Catedral - Raymond Carver

"Desejei que a minha mulher não tivesse adormecido. Tinha a cabeça deitada no encosto do sofá, a boca aberta. Tinha-se voltado ligeiramente e o roupão fugira-lhe das pernas, expondo uma coxa bem torneada. Estiquei o braço para a tapar e foi então que olhei para o cego. Que se lixe! Deixei-lhe o roupão aberto."
'Catedral', Raymond Carver

Raymond Carver escreve sobre as coisas da vida, mas fá-lo de uma forma tão intrigante que nos deixa sem palavras no final de cada conto. 'Catedral' reúne doze dos seus contos e mostra como o autor é exímio na criação de significados, na mestria com que leva o leitor pelas suas histórias. E nós, leitores, não lhes conseguimos ficar indiferentes.

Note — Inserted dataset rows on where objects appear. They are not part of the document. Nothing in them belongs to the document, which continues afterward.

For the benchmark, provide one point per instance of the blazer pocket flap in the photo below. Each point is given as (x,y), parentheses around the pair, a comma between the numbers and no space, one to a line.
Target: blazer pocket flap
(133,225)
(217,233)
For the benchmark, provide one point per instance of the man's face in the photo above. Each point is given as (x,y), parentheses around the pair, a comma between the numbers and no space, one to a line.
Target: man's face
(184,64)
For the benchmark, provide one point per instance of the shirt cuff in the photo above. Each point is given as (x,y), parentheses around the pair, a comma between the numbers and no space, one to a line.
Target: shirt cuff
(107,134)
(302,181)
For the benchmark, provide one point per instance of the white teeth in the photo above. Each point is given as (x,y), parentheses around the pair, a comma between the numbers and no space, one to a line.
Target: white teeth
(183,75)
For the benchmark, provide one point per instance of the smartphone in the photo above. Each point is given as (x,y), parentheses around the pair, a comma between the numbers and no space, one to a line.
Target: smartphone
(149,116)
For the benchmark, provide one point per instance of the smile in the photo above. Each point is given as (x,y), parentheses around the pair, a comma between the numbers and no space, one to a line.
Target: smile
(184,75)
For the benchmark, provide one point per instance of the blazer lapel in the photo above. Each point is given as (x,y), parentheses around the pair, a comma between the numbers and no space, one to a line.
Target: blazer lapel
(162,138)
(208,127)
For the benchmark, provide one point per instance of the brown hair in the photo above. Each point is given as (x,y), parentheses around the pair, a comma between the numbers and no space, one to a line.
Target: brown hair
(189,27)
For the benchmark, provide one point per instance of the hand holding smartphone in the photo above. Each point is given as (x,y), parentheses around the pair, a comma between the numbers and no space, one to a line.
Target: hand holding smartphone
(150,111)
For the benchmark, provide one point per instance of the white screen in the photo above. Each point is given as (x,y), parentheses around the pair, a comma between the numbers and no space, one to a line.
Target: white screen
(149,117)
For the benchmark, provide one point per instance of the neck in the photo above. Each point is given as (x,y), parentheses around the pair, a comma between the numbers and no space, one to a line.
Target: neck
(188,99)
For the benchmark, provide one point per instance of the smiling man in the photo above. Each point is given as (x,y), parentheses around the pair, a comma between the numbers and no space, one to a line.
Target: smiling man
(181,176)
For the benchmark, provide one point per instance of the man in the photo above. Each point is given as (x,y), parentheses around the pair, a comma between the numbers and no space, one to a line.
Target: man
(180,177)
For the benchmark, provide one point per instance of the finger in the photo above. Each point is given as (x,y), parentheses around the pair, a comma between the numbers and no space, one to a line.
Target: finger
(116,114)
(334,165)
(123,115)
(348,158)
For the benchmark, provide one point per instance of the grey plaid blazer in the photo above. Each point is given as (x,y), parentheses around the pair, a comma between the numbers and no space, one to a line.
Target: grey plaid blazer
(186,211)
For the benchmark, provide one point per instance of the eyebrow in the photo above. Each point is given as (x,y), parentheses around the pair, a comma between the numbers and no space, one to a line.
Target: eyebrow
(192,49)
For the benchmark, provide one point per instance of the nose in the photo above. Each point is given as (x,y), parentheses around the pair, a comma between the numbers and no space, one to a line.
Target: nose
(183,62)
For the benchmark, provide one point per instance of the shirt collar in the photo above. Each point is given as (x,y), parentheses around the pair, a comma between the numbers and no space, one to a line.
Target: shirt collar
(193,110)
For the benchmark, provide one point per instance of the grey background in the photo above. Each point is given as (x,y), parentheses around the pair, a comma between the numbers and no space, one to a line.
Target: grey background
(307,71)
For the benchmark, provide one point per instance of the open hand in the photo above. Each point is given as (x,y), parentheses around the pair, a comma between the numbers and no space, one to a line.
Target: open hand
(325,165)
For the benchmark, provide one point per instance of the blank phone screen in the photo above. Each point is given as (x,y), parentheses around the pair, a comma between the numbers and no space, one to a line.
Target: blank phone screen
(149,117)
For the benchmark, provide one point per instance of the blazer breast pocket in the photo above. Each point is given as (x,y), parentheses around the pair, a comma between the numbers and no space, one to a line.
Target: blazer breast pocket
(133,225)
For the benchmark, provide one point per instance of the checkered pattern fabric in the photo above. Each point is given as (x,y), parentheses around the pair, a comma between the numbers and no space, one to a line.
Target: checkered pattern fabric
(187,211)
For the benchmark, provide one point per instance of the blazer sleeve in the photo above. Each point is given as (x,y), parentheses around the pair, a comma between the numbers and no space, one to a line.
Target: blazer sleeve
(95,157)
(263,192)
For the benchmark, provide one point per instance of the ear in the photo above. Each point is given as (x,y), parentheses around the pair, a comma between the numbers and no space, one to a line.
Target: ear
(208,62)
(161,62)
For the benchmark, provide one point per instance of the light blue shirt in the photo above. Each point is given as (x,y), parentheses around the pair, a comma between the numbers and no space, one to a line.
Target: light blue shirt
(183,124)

Uma escrita simples que esconde nas suas profundezas um subtexto muito forte e nem sempre fácil de interpretar. Que reflecte, em parte, as vivências do autor, a sua vida indissociável do hábito da bebida, os seus principais questionamentos na vida. Podemos dizer que são histórias do dia-a-dia, com as quais nos identificamos facilmente: a dor da perda, a separação, o ciúme, o amor. Mas dos seus contos que fogem às regras, que querem dizer tão mais que o que encerram nas suas palavras, o que fica é uma sensação desconfortável e uma necessidade de reflectir sobre o que lemos e sobre o significado que Carver queria dar a cada uma das suas criações artísticas.

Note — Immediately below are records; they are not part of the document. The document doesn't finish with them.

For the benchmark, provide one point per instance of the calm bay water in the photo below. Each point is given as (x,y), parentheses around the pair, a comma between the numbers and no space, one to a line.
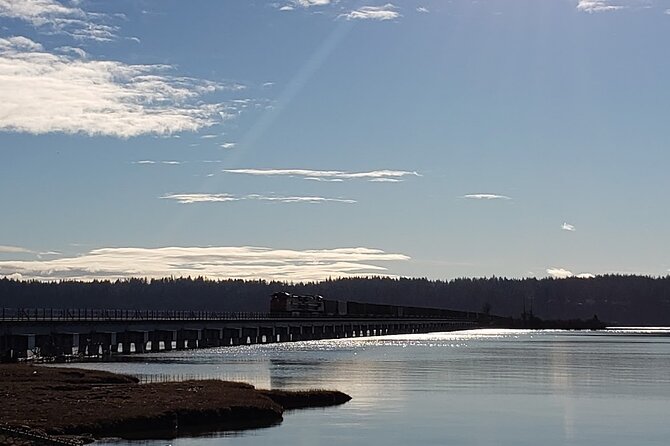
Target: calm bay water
(481,387)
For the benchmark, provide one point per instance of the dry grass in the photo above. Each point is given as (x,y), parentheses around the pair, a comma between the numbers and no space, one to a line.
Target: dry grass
(71,401)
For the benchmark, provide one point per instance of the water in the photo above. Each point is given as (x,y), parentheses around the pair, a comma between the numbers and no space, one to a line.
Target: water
(481,387)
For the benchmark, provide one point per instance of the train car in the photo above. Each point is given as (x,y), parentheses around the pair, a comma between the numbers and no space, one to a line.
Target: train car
(295,305)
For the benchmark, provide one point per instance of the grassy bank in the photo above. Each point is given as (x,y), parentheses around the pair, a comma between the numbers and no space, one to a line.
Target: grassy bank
(89,404)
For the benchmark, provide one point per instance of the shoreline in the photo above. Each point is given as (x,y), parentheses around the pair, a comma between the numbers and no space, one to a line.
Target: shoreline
(82,405)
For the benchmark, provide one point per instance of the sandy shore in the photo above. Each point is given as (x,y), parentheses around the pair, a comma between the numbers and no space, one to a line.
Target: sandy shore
(83,404)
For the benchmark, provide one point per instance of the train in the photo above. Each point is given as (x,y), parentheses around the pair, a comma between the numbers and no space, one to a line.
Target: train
(286,304)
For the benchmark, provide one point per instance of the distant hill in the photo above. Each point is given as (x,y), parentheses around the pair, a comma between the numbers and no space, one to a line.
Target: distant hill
(622,300)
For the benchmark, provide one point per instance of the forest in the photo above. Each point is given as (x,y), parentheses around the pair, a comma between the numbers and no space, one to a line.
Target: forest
(615,299)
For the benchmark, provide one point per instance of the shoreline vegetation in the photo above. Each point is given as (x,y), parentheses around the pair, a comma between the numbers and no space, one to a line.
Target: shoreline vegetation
(76,406)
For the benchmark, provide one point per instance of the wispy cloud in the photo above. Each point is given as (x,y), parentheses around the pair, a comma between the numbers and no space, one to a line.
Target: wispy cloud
(486,197)
(592,6)
(384,12)
(56,17)
(222,198)
(242,262)
(568,227)
(151,162)
(44,93)
(309,3)
(561,273)
(375,175)
(13,249)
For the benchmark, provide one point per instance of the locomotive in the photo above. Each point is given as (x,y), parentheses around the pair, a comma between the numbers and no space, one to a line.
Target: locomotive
(283,303)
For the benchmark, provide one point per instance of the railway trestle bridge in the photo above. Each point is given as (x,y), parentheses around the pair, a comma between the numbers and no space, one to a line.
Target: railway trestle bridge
(57,333)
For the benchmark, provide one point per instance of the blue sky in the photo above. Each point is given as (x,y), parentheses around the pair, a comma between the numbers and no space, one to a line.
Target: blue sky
(305,139)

O conto que dá nome à compilação de contos, 'Catedral', é a história de um homem que recebe em casa um antigo amante e amigo da sua esposa, cego, com quem ambos jantam uma certa noite. Quando ela adormece, é entre eles e as imagens que um não pode ver na televisão, e que o outro tenta descrever por palavras, que se desenrola uma cena de ciúme, aprendizagem e percepção verdadeiramente inesquecível.

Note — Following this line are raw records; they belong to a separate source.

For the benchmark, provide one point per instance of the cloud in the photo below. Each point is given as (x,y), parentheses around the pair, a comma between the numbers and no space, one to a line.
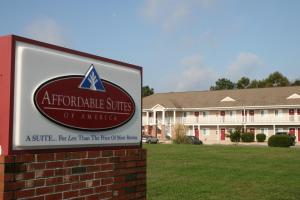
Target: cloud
(169,13)
(195,75)
(46,30)
(246,64)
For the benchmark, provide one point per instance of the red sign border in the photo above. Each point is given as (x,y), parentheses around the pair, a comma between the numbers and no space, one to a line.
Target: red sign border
(7,61)
(81,129)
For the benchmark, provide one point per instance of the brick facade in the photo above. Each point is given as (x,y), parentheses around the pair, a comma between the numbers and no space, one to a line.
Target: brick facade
(84,175)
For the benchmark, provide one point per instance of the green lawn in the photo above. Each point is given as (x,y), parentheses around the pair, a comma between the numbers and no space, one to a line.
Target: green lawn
(187,172)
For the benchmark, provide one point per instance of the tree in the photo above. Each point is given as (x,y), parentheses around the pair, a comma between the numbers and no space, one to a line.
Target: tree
(223,84)
(147,91)
(296,82)
(257,84)
(179,134)
(243,83)
(276,79)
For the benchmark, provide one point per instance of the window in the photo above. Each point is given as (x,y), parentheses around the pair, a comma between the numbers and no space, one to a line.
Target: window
(263,113)
(279,130)
(264,131)
(205,131)
(230,130)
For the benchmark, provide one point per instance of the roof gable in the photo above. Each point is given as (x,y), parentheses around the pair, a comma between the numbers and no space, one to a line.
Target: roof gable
(158,107)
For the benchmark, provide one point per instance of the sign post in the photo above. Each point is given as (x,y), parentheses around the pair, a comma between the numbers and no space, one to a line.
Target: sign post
(56,100)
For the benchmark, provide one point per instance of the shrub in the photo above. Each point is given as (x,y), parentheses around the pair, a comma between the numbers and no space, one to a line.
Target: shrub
(292,140)
(261,137)
(235,136)
(292,137)
(247,137)
(180,134)
(279,141)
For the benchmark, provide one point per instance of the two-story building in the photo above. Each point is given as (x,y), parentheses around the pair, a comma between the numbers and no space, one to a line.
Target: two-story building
(209,115)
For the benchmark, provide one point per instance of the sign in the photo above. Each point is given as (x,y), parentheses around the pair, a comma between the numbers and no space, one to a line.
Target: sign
(62,98)
(84,103)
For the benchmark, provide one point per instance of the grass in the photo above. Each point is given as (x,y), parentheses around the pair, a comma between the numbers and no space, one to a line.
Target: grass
(187,172)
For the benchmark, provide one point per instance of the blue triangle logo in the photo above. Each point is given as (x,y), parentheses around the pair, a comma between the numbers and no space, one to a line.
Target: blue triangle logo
(92,81)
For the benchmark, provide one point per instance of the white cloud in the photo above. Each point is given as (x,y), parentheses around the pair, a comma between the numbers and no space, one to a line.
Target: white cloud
(169,13)
(194,76)
(246,64)
(47,30)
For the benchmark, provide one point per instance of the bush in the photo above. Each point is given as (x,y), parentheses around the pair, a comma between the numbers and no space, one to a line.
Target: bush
(235,136)
(168,137)
(279,141)
(261,137)
(292,137)
(292,140)
(247,137)
(180,134)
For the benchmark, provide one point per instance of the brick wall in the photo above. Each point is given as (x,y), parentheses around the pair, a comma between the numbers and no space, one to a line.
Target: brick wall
(84,175)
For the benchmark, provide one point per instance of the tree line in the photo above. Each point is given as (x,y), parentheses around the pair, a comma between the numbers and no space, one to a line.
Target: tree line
(275,79)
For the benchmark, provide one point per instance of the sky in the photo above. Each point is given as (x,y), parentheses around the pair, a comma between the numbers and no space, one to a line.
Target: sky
(182,45)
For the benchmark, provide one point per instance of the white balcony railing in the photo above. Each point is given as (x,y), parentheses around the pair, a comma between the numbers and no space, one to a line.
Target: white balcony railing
(224,120)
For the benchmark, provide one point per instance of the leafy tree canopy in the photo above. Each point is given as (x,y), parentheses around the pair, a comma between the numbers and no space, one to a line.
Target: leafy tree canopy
(223,84)
(147,91)
(275,79)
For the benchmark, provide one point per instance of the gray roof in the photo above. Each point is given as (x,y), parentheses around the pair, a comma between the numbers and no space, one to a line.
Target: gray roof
(242,97)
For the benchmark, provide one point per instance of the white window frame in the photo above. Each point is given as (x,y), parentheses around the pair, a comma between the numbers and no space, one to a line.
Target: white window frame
(264,131)
(205,131)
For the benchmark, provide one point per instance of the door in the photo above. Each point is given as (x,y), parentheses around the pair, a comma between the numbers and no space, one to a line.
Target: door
(292,131)
(197,133)
(252,130)
(222,133)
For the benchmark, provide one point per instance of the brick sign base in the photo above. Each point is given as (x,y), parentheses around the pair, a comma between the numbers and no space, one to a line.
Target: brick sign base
(84,175)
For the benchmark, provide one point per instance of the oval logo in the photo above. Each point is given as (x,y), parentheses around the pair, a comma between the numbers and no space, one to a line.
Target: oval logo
(84,102)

Nesta busca pela genuinidade do relato, Carver acaba por criar histórias que nos tocam de forma muito precisa, que nos apaixonam sem sabermos, por vezes, o que nos liga tanto a elas. É sincero na forma como nos descreve os sentimentos e as intenções das personagens, é despretensioso no que pretende transmitir e fazer sentir. Nestes contos há humor, há drama, há paixão, e sobretudo há uma unicidade que não encontramos em todos os autores.

É uma obra a revisitar sempre que possível para nos deixarmos intrigar, a cada vez, pelos significados que tentamos retirar da sua voz muito própria.